Foram encontradas plantas em, ao menos, seis residências de Cruzeta e em locais como a praça principal perto da prefeitura, em um cemitério e em frente a uma igreja. “Algumas chegavam a seis metros de altura”, relata o escrivão do cartório de Cruzeta na década de 90, Pedro George de Brito.

“As praças de Cruzeta eram bastante arborizadas, então, era comum que as pessoas plantassem por ali. Em uma dessas, acabaram plantando maconha também”, comenta Renilda.

A praça principal perto da prefeitura, em um cemitério e em frente a uma igreja. “Algumas chegavam a seis metros de altura”, relata o escrivão do cartório de Cruzeta na década de 90, Pedro George de Brito.

A Justiça determinou que fossem cortadas e apreendidas todas as plantações de maconha da cidade. O caso repercutiu na região e diversos moradores foram à delegacia somente para conhecer a famosa planta apreendida no município.

“Na época, existiam duas correntes, uma a favor e outra contra a planta. Muita gente achava um absurdo mandar cortar aquilo, porque não fazia mal a ninguém. Mas havia outros que eram a favor de retirar as plantas da cidade. O certo é que a polícia fez o que deveria ser feito”, declara o juiz Sérgio Dantas, que na época era o responsável pela comarca de Cruzeta.

Logo após ser apreendido e permanecer em observação por dias, o material foi incinerado em fornos das indústrias cerâmicas da cidade.
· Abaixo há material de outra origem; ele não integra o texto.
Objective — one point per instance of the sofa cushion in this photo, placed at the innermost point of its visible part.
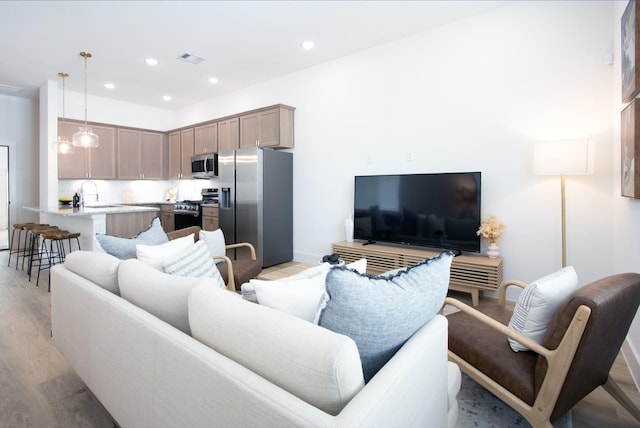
(97, 267)
(538, 302)
(154, 255)
(125, 248)
(193, 262)
(215, 243)
(300, 294)
(381, 312)
(159, 293)
(319, 366)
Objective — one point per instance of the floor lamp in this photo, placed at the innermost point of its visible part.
(564, 157)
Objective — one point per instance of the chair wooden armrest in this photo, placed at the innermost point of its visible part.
(524, 340)
(243, 244)
(231, 284)
(502, 289)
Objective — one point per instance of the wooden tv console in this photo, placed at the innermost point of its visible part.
(469, 274)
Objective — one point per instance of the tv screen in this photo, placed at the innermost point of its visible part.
(429, 210)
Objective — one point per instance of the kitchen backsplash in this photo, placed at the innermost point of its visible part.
(112, 191)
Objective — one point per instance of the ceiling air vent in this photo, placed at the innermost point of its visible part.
(192, 59)
(8, 89)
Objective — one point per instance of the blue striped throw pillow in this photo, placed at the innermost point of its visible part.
(194, 262)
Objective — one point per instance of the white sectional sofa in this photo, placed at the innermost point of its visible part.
(251, 366)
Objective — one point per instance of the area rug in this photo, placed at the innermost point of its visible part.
(481, 409)
(478, 408)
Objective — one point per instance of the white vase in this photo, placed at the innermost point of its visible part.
(493, 251)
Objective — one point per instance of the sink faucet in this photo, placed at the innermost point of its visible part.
(82, 193)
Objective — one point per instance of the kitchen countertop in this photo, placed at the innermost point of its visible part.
(93, 210)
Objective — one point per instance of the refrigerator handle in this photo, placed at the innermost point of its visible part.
(225, 197)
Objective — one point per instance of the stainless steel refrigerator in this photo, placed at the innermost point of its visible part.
(256, 201)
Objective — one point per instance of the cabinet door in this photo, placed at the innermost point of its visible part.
(228, 134)
(129, 151)
(174, 161)
(249, 130)
(206, 139)
(269, 128)
(152, 159)
(72, 165)
(186, 139)
(102, 159)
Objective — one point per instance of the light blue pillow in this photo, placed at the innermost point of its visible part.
(381, 312)
(125, 248)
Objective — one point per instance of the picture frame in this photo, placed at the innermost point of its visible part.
(630, 150)
(630, 29)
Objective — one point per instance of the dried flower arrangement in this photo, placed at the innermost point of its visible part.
(491, 229)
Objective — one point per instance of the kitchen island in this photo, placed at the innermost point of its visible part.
(112, 219)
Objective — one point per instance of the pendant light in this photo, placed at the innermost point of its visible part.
(62, 143)
(85, 136)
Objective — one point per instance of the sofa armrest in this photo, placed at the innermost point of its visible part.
(411, 389)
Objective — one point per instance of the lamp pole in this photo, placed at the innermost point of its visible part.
(564, 220)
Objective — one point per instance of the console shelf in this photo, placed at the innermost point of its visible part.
(469, 274)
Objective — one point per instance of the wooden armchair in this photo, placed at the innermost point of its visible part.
(582, 341)
(234, 272)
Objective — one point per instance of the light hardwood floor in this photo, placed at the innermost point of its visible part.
(39, 389)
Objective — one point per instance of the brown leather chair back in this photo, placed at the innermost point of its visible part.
(614, 302)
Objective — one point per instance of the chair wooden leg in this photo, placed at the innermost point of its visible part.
(618, 394)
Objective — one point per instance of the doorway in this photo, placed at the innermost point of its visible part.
(4, 197)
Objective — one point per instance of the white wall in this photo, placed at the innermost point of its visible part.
(624, 211)
(473, 95)
(19, 131)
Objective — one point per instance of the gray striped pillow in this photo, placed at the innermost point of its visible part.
(194, 262)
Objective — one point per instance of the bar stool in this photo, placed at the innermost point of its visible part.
(34, 244)
(14, 247)
(53, 253)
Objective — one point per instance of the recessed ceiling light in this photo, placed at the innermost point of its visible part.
(190, 58)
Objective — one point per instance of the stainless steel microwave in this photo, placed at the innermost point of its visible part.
(204, 166)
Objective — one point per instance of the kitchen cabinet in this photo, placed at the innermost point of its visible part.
(210, 219)
(140, 155)
(205, 138)
(271, 127)
(180, 152)
(228, 134)
(167, 218)
(95, 163)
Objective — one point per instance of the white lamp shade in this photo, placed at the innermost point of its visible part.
(563, 157)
Parte dos itens, em vez da incineração, foi encaminhada ao Instituto Técnico-Científico de Perícia do Rio Grande do Norte (ITEP-RN), para análise. O laudo identificou a erva como liamba. “É uma planta Cannabis sativa, uma das formas como é popularmente conhecida a maconha”, explica Renato Filev, pesquisador do Centro Brasileiro de Informações sobre Drogas Psicotrópicas (Cebrid), da Universidade Federal de São Paulo (Unifesp).

Entre os moradores de Cruzeta, houve relatos de pessoas que chegaram a tentar fumar a planta, como foi o caso de Francisca*, na época com 37 anos. “Ela disse que já fumou, mas não sentiu nenhum efeito. Não sabe dizer se alguém usava como droga. A mulher sabe que se misturada com uísque, a erva tem efeito entorpecente”, relata trecho do inquérito policial.